2. Don’t expect too much
“It’s important to have realistic expectations about what FODMAPs can do for you,” says Patsy Catsos, a dietician and co-author of IBS-Free Recipes for the Whole Family.
Writing on the International Foundation for Functional Gastrointestinal Disorders website, Catsos argues it’s important to first learn how your body reacts to FODMAPS so that you can better manage your IBS.
And because FODMAPS aren’t the cause of IBS, cutting them out of your diet won’t cure your ailments. In the end, it may just be a matter of recognizing there are some foods you can’t overdo.
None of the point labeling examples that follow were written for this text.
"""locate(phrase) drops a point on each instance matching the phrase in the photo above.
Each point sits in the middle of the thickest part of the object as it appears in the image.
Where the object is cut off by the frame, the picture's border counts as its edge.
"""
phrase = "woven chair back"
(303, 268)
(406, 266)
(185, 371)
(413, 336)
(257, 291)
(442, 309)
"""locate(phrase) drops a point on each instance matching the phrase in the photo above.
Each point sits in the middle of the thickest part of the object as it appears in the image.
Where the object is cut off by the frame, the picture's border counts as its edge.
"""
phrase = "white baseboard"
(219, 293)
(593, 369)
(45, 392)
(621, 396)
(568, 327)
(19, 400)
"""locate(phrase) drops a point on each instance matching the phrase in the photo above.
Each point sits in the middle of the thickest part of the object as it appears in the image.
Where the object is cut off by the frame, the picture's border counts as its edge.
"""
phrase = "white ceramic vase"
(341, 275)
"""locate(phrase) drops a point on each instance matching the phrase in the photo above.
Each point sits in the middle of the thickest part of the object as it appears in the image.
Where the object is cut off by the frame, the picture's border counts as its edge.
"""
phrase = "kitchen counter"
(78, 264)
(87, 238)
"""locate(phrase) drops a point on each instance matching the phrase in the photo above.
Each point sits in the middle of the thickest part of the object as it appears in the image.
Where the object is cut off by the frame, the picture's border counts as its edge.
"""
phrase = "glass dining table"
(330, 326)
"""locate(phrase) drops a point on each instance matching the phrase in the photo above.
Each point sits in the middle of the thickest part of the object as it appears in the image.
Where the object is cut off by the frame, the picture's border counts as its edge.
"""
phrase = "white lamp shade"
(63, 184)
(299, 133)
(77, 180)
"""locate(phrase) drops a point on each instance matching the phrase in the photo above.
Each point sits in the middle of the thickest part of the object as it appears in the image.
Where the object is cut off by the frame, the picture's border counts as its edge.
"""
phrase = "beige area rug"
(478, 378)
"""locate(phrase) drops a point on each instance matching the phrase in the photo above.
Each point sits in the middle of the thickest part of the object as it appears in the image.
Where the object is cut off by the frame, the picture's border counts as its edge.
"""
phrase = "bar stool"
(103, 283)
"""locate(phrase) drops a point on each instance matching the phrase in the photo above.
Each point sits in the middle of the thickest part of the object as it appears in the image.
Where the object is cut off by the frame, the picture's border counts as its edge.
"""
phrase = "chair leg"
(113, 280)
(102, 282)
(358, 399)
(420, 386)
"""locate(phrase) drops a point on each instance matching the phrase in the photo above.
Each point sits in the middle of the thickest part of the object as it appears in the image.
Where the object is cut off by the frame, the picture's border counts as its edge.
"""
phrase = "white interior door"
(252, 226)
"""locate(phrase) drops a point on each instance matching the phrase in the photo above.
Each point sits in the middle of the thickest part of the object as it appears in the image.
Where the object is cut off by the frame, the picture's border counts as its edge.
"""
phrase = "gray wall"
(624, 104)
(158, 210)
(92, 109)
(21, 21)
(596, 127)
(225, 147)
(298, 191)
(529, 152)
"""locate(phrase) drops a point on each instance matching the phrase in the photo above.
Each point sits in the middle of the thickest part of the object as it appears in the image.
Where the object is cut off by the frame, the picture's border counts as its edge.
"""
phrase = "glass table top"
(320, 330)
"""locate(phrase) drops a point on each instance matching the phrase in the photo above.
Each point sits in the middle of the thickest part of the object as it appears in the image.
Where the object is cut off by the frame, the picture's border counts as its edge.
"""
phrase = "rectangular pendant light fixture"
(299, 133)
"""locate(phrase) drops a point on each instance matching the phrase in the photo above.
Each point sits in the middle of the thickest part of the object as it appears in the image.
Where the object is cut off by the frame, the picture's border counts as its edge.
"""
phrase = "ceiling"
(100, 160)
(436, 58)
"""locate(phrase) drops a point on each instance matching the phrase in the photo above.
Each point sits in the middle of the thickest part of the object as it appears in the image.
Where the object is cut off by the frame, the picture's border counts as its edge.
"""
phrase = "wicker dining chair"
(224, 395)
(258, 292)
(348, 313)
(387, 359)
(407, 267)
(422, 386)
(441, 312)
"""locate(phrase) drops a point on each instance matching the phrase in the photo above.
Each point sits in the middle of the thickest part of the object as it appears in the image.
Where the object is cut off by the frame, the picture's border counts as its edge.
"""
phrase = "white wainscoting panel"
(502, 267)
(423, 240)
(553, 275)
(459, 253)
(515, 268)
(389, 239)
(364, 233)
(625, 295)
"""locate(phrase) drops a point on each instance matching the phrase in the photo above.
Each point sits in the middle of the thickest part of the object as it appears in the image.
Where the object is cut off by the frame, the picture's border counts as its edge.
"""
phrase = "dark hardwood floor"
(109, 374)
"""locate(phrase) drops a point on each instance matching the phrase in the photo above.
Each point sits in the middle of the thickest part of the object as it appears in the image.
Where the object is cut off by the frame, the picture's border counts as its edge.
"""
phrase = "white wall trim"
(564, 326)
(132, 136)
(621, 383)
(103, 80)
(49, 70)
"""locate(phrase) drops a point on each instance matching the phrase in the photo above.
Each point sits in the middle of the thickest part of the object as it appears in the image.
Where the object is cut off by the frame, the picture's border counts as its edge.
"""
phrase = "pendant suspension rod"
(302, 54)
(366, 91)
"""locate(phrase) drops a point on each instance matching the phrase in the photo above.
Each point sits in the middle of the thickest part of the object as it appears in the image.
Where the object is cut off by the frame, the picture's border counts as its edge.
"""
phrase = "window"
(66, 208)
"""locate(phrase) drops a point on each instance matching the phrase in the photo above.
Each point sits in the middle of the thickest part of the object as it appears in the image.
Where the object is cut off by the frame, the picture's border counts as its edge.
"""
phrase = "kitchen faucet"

3. Don’t change everything at once
Let’s say you changed your medications and supplements at the same time you embarked on your low FODMAP diet. How would you know what worked?
Catsos recommends working with health care providers to structure the changes to your diet, possibly delaying new medications and supplements until after the first few weeks on the diet. If you’re taking antibiotics for small intestinal bacterial growth, this is best done just before starting a low FODMAP diet.
4. Don’t put too many restrictions on your diet
Unless you have a good reason not to, keep eating a variety of low FODMAP foods. You can keep eating low-lactose milk products – aged cheeses, low-lactose yogurts (unless of course you’re a vegan or allergic to milk).
5. Don’t forget your fiber
Fiber is often one of the first casualties of a low FODMAP diet. And that is a problem, because fiber puts what’s known as “good bacteria” into our digestive systems. That’s why it’s important to get more fiber from low-FODMAP fruits, vegetables, grains, legumes and – in small servings – seeds and nuts.